I would like the containers in my pod to share a volume for temporary (cached) data. I don't mind if the data is lost when the pod terminates (in fact, I want the data deleted and space reclaimed).
The kubernetes docs make an emptyDir
sound like what I want:
An emptyDir volume is first created when a Pod is assigned to a Node, and exists as long as that Pod is running on that node
.. and
By default, emptyDir volumes are stored on whatever medium is backing the node - that might be disk or SSD or network storage, depending on your environment. However, you can set the emptyDir.medium field to "Memory" to tell Kubernetes to mount a tmpfs (RAM-backed filesystem) for you instead
That sounds like the default behaviour is to store the volume on disk, unless I explicitly request in-memory.
However, if I create the following pod on my GKE cluster:
apiVersion: v1
kind: Pod
metadata:
name: alpine
spec:
containers:
- name: alpine
image: alpine:3.7
command: ["/bin/sh", "-c", "sleep 60m"]
volumeMounts:
- name: foo
mountPath: /foo
volumes:
- name: foo
emptyDir: {}
.. and then open a shell on the pod and write a 2Gb file to the volume:
kubectl exec -it alpine -- /bin/sh
$ cd foo/
$ dd if=/dev/zero of=file.txt count=2048 bs=1048576
Then I can see in the GKE web console that the RAM usage of the container has increased by 2Gb:
It looks to me like the GKE stores emptyDir
volumes in memory by default. The workload I plan to run needs plenty of memory, so I'd like the emptyDir
volume to be backed by disk - is that possible? The GKE storage docs don't have much to say on the issue.
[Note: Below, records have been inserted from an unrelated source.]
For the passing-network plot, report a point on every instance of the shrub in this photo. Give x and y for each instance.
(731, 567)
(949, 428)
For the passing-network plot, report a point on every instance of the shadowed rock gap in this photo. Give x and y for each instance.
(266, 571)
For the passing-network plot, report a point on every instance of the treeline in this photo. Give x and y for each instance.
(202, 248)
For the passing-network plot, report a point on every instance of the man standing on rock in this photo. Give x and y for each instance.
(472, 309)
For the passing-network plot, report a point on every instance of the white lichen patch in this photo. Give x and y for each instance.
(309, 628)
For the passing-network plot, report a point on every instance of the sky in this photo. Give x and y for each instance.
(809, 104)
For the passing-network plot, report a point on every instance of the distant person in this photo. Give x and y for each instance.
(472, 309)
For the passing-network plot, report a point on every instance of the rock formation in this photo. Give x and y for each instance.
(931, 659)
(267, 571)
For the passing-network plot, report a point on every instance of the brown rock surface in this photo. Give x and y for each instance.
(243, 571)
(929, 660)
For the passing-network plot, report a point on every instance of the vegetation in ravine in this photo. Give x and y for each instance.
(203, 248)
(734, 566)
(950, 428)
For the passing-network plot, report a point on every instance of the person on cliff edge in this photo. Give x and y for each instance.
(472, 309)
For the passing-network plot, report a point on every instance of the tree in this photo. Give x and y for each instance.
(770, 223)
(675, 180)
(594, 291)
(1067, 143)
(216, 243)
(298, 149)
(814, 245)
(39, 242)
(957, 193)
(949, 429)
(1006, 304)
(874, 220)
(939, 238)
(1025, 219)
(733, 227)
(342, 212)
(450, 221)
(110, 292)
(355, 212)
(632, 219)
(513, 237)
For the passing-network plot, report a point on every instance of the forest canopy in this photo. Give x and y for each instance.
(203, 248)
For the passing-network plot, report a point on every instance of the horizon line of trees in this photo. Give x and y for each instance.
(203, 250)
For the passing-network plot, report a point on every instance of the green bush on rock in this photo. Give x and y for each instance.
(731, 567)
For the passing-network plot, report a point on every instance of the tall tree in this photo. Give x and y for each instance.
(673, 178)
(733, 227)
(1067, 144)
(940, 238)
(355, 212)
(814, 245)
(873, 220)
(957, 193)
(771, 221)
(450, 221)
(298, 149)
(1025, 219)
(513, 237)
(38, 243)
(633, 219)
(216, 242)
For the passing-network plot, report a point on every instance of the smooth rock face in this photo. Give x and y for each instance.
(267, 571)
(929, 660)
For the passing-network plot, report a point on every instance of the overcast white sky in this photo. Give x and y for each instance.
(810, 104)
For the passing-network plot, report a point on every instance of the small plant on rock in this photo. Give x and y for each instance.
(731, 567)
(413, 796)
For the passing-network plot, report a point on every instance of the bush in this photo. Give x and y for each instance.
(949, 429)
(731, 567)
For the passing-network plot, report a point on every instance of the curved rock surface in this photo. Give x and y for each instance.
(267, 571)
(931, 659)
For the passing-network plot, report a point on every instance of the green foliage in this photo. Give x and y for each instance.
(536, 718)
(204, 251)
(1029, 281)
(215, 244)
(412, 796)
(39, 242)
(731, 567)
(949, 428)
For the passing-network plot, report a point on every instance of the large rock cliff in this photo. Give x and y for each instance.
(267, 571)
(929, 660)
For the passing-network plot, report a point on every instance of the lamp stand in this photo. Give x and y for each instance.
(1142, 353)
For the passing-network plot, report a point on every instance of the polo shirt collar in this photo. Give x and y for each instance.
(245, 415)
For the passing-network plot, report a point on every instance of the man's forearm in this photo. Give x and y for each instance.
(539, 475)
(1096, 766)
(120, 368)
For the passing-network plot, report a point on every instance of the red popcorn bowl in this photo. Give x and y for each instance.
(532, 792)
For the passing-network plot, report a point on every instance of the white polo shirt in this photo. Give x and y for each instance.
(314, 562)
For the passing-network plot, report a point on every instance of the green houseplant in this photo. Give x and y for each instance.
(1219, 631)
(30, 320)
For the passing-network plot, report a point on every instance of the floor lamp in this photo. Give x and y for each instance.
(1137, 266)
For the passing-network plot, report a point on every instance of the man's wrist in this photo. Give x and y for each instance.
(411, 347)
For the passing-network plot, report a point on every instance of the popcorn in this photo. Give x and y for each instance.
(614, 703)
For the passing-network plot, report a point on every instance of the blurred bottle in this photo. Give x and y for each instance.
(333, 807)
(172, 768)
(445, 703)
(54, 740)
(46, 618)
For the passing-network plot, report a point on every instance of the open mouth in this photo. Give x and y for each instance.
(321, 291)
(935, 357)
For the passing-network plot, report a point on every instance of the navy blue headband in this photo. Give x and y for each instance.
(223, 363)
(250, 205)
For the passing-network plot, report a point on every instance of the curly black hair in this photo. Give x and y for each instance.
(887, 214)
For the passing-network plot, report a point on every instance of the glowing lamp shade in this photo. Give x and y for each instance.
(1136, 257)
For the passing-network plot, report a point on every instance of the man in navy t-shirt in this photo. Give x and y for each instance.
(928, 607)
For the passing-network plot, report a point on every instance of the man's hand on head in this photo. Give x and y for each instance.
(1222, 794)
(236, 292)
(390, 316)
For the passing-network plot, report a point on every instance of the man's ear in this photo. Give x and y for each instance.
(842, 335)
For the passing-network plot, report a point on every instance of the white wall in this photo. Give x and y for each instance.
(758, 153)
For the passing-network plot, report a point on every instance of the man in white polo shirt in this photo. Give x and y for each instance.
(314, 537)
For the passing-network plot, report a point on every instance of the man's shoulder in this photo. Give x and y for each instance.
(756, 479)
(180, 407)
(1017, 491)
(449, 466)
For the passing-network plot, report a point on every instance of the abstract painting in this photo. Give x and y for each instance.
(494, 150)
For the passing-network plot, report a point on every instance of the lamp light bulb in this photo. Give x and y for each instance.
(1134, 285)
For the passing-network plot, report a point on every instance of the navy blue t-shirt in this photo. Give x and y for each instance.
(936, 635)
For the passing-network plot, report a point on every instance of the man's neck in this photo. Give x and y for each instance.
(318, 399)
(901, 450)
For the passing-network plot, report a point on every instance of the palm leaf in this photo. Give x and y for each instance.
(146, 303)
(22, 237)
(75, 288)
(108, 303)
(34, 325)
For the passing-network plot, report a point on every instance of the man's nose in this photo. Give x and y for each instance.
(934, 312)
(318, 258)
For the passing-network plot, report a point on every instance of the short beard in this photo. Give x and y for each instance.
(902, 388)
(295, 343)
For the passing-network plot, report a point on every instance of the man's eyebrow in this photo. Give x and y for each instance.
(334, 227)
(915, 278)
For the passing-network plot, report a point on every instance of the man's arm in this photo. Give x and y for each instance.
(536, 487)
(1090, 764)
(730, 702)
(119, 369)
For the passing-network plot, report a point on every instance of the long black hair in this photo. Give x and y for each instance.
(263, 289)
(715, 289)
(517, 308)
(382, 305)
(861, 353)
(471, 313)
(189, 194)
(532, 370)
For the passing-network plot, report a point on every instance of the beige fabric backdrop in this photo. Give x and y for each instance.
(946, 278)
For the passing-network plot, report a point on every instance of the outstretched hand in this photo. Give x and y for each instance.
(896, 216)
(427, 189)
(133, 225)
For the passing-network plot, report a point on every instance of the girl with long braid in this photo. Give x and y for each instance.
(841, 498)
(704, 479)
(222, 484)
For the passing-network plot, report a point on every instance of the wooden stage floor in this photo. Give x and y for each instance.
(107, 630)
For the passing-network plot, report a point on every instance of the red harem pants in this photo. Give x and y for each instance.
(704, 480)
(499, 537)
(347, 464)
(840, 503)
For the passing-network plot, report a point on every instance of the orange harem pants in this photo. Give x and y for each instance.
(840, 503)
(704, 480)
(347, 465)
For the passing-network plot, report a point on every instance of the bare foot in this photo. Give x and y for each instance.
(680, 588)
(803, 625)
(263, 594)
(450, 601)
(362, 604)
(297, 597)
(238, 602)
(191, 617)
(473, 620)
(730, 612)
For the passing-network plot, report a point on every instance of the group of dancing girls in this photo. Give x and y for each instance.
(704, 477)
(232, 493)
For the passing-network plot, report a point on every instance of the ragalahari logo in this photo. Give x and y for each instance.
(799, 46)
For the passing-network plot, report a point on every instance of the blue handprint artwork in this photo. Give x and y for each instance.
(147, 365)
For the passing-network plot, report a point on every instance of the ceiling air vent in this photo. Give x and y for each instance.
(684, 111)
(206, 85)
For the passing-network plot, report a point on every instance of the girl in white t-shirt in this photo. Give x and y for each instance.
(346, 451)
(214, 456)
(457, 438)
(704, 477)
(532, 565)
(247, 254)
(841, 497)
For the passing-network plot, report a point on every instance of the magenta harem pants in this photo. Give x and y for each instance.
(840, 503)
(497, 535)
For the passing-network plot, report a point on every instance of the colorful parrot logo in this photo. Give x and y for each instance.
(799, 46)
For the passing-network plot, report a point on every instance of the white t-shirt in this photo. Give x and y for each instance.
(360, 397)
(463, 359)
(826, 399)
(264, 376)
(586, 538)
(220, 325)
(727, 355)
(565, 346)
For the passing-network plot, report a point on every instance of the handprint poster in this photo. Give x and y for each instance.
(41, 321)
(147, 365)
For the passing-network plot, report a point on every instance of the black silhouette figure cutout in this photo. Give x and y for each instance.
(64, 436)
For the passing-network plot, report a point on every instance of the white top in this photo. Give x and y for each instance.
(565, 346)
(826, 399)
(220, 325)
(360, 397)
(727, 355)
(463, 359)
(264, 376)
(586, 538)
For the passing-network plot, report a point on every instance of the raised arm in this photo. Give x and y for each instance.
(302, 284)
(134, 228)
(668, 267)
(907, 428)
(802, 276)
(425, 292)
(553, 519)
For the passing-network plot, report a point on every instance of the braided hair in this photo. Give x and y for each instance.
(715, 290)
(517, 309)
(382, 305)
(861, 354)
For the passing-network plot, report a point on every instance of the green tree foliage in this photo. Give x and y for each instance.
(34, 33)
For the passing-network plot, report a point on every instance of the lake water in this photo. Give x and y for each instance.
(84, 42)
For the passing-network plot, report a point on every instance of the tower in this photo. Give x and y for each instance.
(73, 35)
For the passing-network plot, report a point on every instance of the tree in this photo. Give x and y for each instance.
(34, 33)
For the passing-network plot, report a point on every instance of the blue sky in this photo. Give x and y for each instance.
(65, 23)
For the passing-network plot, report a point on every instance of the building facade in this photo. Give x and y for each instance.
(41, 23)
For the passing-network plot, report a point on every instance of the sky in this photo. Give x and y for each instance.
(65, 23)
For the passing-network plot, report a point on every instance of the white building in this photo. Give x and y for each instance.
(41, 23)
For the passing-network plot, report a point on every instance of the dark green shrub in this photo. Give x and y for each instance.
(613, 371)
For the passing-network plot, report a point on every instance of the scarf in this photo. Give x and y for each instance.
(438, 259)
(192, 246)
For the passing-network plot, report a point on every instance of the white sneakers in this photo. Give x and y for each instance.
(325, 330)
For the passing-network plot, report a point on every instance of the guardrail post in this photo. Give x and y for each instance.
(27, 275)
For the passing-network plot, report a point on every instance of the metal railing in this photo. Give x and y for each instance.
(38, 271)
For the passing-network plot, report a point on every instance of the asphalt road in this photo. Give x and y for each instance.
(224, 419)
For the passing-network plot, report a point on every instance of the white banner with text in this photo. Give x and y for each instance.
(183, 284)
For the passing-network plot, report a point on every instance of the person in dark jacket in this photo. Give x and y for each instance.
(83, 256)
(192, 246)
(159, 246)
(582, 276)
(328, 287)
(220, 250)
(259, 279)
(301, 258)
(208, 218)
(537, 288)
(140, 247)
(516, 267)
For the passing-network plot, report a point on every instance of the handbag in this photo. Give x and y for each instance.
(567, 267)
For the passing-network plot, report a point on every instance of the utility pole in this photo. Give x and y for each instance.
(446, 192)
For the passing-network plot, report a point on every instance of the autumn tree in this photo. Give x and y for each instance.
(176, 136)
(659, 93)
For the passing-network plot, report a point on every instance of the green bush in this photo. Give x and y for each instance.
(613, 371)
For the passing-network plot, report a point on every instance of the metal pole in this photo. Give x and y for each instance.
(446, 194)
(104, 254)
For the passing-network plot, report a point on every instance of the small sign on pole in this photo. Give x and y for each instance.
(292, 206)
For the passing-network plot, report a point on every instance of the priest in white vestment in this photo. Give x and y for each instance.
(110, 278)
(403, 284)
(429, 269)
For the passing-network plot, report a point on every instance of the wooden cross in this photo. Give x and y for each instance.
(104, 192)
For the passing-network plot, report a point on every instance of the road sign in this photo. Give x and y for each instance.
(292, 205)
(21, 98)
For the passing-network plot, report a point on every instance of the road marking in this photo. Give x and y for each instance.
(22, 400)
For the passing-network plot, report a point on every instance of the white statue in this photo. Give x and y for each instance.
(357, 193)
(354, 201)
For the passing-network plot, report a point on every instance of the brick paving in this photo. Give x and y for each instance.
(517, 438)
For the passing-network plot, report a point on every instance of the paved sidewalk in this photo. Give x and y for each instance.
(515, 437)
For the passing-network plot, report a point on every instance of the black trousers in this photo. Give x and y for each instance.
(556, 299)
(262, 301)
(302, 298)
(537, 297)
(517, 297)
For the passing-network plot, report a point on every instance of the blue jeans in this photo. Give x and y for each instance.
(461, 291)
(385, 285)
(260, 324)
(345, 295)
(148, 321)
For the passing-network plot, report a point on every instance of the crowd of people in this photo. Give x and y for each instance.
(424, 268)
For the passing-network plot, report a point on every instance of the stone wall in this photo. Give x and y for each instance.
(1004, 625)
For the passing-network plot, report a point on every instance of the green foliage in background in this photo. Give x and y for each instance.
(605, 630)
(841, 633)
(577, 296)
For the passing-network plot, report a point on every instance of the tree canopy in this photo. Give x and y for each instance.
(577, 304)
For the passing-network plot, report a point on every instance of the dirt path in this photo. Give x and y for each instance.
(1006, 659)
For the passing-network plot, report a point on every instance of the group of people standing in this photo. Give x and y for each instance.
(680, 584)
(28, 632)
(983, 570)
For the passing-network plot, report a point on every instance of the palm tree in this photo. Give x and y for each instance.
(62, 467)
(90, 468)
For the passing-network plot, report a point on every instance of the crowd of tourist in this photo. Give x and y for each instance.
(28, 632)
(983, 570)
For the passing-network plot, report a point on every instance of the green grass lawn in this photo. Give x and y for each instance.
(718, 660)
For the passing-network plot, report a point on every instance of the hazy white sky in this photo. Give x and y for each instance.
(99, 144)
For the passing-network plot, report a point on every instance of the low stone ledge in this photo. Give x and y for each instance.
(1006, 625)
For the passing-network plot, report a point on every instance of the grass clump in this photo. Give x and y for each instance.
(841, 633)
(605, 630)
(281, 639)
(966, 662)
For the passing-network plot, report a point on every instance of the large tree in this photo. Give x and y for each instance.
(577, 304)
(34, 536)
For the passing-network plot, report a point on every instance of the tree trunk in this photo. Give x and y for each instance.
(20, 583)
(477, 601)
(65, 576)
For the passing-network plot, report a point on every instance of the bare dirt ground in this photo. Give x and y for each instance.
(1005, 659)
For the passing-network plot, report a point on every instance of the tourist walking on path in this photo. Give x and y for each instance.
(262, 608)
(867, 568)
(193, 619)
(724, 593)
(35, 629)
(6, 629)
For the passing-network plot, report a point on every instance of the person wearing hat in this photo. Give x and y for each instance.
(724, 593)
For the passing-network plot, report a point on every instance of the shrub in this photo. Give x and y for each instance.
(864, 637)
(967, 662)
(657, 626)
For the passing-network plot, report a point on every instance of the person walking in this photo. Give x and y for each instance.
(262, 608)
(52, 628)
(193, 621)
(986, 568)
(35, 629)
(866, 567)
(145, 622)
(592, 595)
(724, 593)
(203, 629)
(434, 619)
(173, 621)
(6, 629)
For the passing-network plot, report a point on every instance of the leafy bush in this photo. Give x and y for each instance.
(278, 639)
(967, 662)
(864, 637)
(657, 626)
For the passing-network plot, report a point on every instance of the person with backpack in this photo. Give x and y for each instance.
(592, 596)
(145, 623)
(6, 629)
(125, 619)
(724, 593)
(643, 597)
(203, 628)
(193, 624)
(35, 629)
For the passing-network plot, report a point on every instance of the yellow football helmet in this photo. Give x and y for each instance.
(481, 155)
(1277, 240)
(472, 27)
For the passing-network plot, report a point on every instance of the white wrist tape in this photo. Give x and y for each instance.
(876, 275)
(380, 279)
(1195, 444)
An alternative approach might be to use a local SSD for my cached data, however if I mount them as recommended in the GKE docs they're shared by all pods running on the same node and the data isn't cleaned up on pod termination, which doesn't meet my goals of automatically managed resources.
Here's the output of df -h
inside the container:
# df -h
Filesystem Size Used Available Use% Mounted on
overlay 96.9G 26.2G 70.7G 27% /
overlay 96.9G 26.2G 70.7G 27% /
tmpfs 7.3G 0 7.3G 0% /dev
tmpfs 7.3G 0 7.3G 0% /sys/fs/cgroup
/dev/sda1 96.9G 26.2G 70.7G 27% /foo
/dev/sda1 96.9G 26.2G 70.7G 27% /dev/termination-log
/dev/sda1 96.9G 26.2G 70.7G 27% /etc/resolv.conf
/dev/sda1 96.9G 26.2G 70.7G 27% /etc/hostname
/dev/sda1 96.9G 26.2G 70.7G 27% /etc/hosts
shm 64.0M 0 64.0M 0% /dev/shm
tmpfs 7.3G 12.0K 7.3G 0% /run/secrets/kubernetes.io/serviceaccount
tmpfs 7.3G 0 7.3G 0% /proc/kcore
tmpfs 7.3G 0 7.3G 0% /proc/timer_list
tmpfs 7.3G 0 7.3G 0% /proc/sched_debug
tmpfs 7.3G 0 7.3G 0% /sys/firmware
I discovered it's possible to ssh into the node instance, and I was able to find the 2Gb file on the node filesystem:
root@gke-cluster-foo-pool-b-22bb9925-xs5p:/# find . -name file.txt
./var/lib/kubelet/pods/79ad1aa4-4441-11e8-af32-42010a980039/volumes/kubernetes.io~empty-dir/foo/file.txt
Now that I can see it is being written to the underlying filesystem, I'm wondering if maybe the RAM usage I'm seeing in the GKE web UI is the linux filesystem cache or similar, rather than the file being stored in a RAM disk?
From the mount information you've supplied, the emptyDir
volume is mounted on a drive partition, so it's working as intended, and isn't mounted in memory. It's likely that the memory usage you see is due to the filesystem buffer cache, so with sufficient memory pressure, it'd eventually get written to the disk. However, given that you have so much free memory, it's likely that the system saw no need to do so immediately.
If you have more doubts, give sync
or echo 3 > /proc/sys/vm/drop_caches
a go on the machines to flush filesystem information to disk. You should see a change in memory usage.